Тысячеликая героиня: Женский архетип в мифологии и литературе - Татар Мария. Страница 31

Задолго до того, как внимание неблагополучных супружеских пар привлекли психотерапевты и пособия по счастливой семейной жизни, им предлагали свою мудрость народные сказки. Но в сказках содержатся не только секреты удачного брака. «Мясо языка» мощно резонирует с другими сказками о языке (и языках) – сказками трагическими и полными надежды, заканчивающимися катастрофой и внушающими уверенность. «В этом особая сила историй, – замечает один критик. – В них сходятся вместе сразу все рассказчики и сливаются воедино все места действия: вот в чем их загадка и их магия» {135}. В этой сказке мы первым делом слышим о языках, вырезанных у животных, – это своеобразное напоминание об историях, где то же самое делают с людьми, лишая их возможности говорить, общаться и вступать в здоровые отношения. В «Мясе языка» муж, контролируя язык и речь, использует их как средство, способное избавить его жену от худобы и сделать ее более привлекательной. Только муж способен выйти за пределы дома – и вернуться с невероятными историями о том, что он «повидал» в тех местах, куда жене никогда не попасть. Кенийская сказка представляет собой и мудрую метафору (истории способны развлечь и придать жизненных сил), и напоминание о том, что всякий, кто обладает правом говорить и писать – как Овидий в Древнем Риме, братья Гримм в Германии или Эндрю Лэнг в Англии, – может присвоить себе сказительство как таковое.

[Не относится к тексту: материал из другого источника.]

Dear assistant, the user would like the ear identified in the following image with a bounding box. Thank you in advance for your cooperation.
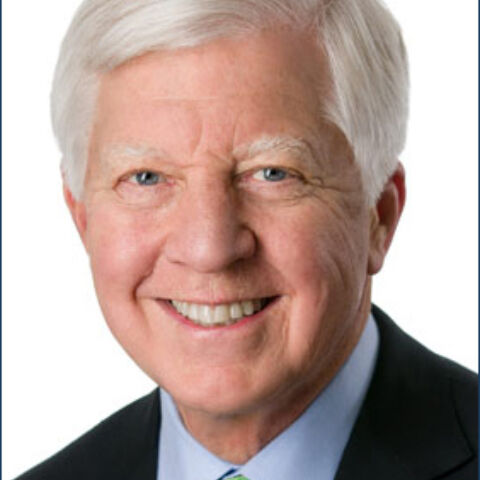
[63,183,87,248]
[368,163,405,275]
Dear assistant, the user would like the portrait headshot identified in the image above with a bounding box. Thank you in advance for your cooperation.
[2,0,478,480]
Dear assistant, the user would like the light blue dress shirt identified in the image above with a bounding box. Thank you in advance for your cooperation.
[157,315,379,480]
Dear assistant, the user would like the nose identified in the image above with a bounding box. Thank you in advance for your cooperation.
[164,180,256,273]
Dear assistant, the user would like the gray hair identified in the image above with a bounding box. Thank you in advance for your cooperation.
[51,0,408,204]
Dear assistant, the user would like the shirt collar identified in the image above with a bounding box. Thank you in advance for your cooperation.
[157,315,379,480]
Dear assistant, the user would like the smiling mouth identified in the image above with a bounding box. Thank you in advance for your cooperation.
[169,297,275,327]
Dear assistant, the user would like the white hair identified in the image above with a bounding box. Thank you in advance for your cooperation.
[51,0,408,204]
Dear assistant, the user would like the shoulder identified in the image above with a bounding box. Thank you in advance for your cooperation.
[335,307,478,480]
[373,307,478,455]
[16,389,160,480]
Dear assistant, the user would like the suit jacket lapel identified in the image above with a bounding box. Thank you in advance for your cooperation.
[116,389,160,480]
[335,307,473,480]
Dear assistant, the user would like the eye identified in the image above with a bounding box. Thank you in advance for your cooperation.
[253,167,289,182]
[129,170,163,187]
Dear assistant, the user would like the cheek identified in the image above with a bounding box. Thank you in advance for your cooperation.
[87,208,158,301]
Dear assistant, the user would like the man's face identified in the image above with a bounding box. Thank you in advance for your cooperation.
[75,33,384,415]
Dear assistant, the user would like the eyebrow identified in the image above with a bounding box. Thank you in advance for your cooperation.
[233,135,316,168]
[102,135,317,170]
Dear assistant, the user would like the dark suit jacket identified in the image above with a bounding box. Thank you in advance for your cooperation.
[14,307,478,480]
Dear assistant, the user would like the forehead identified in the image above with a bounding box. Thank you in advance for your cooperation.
[93,31,338,165]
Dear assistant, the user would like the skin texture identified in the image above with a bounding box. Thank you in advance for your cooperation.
[65,31,404,463]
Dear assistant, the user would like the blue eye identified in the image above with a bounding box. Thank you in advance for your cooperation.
[253,167,288,182]
[132,170,160,186]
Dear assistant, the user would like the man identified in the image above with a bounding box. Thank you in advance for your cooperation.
[14,0,477,480]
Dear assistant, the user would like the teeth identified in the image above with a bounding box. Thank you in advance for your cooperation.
[171,299,266,327]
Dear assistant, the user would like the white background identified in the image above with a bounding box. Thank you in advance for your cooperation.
[2,0,478,479]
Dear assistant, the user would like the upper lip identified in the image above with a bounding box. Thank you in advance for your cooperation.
[158,295,278,306]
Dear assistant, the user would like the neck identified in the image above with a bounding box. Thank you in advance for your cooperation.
[176,290,370,465]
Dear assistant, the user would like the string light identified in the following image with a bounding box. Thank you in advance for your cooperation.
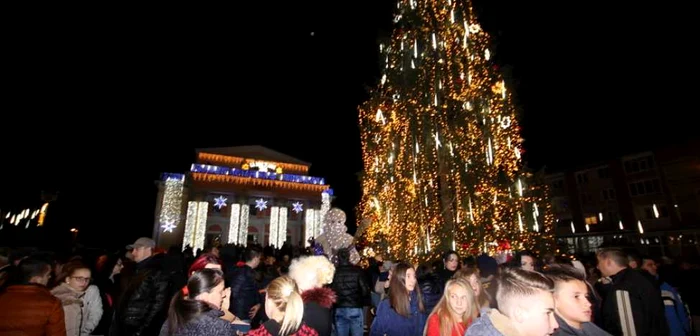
[358,0,553,261]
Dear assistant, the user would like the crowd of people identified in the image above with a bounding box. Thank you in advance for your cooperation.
[0,238,700,336]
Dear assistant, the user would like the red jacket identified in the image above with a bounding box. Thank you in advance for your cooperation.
[0,284,66,336]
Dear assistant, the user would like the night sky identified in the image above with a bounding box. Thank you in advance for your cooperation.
[0,0,698,251]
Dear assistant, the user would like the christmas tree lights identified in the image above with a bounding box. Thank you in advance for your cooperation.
[359,0,553,260]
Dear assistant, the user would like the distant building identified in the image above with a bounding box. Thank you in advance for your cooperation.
[546,142,700,255]
[153,146,333,249]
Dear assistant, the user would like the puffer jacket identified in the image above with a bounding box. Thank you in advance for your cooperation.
[110,254,170,336]
[418,273,444,313]
[0,284,66,336]
[160,309,235,336]
[226,265,262,320]
[331,263,371,308]
[80,285,103,336]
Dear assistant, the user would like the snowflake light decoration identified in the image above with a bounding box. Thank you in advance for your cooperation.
[292,202,304,213]
[255,198,267,211]
[214,196,228,210]
[160,220,177,233]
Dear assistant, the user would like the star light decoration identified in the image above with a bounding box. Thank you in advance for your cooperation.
[214,196,228,210]
[292,202,304,213]
[255,198,267,211]
[160,220,177,233]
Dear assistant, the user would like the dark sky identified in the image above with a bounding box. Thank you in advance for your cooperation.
[0,0,698,246]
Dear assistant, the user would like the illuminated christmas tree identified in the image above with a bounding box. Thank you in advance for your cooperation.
[358,0,553,260]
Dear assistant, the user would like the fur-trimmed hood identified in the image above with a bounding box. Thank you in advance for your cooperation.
[301,287,336,309]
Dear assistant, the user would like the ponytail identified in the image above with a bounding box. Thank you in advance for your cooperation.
[265,275,304,336]
[280,290,304,336]
[168,286,212,336]
[166,268,224,336]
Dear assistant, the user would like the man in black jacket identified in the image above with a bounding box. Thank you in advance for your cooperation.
[109,237,170,336]
[226,248,262,323]
[597,248,669,336]
[331,249,371,336]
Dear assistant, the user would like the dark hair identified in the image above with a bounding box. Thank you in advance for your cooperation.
[510,250,539,268]
[389,262,425,317]
[596,247,629,267]
[167,268,223,335]
[543,264,585,286]
[496,267,554,317]
[335,248,350,264]
[187,253,222,275]
[442,250,459,262]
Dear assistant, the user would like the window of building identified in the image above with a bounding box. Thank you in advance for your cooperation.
[629,179,661,196]
[576,173,588,184]
[625,155,654,174]
[552,180,564,189]
[601,189,617,201]
[585,215,598,225]
[642,204,668,219]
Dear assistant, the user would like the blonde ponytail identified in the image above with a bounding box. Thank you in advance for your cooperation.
[280,290,304,335]
[267,276,304,336]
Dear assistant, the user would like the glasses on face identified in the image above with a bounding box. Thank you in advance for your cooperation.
[70,277,90,283]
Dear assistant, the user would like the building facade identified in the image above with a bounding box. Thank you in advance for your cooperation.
[546,143,700,255]
[153,146,333,249]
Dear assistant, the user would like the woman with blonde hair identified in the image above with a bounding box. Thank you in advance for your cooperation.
[51,259,103,336]
[248,276,318,336]
[289,256,336,336]
[453,268,491,313]
[424,279,479,336]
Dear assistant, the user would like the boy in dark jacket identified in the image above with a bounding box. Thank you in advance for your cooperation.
[597,248,669,336]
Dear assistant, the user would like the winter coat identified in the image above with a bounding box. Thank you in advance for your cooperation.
[110,254,171,336]
[464,309,520,336]
[160,309,235,336]
[331,263,371,308]
[51,282,85,336]
[369,291,428,336]
[0,284,66,336]
[226,264,261,320]
[601,268,669,336]
[301,287,336,336]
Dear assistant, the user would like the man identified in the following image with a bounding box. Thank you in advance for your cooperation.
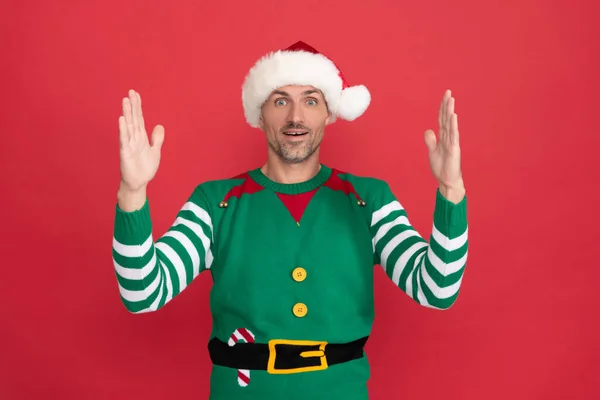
[113,42,468,400]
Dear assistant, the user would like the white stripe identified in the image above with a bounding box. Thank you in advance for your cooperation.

Трудно объяснить, почему Анджела Картер, собиравшая сказки о «мудрых» и «хитрых» женщинах, включила «Мясо языка» в свою «Книгу сказок»: ведь обе жены в ней практически неспособны влиять на ситуацию, а мужья легко обмениваются ими и демонстрируют – на их же примере, – как с помощью историй можно сделать женщину «радующей глаз» и «счастливой». Однако можно допустить, что сказка была включена в сборник в качестве предостережения.

Если мы взглянем на русскую сказку «Как муж отучил жену от сказок», отличающуюся образцовой лаконичностью, станет очевидно, что попытки вставить слово поперек, то есть оборвать, прервать или направить чужую речь в русло импровизации (иными словами, поучаствовать в разговоре и процессе изложения истории), мягко говоря, не приветствуются. В этой истории, записанной в середине XIX в. Александром Николаевичем Афанасьевым, русским коллегой братьев Гримм, удовольствие от рассказывания и радость от выслушивания историй вступают в конфликт, и в результате возникает жутковатая история о том, как женщин следует лишать радости от сказок – того развлечения и отвлечения, которое могло скрасить им монотонность тяжкой повседневной жизни.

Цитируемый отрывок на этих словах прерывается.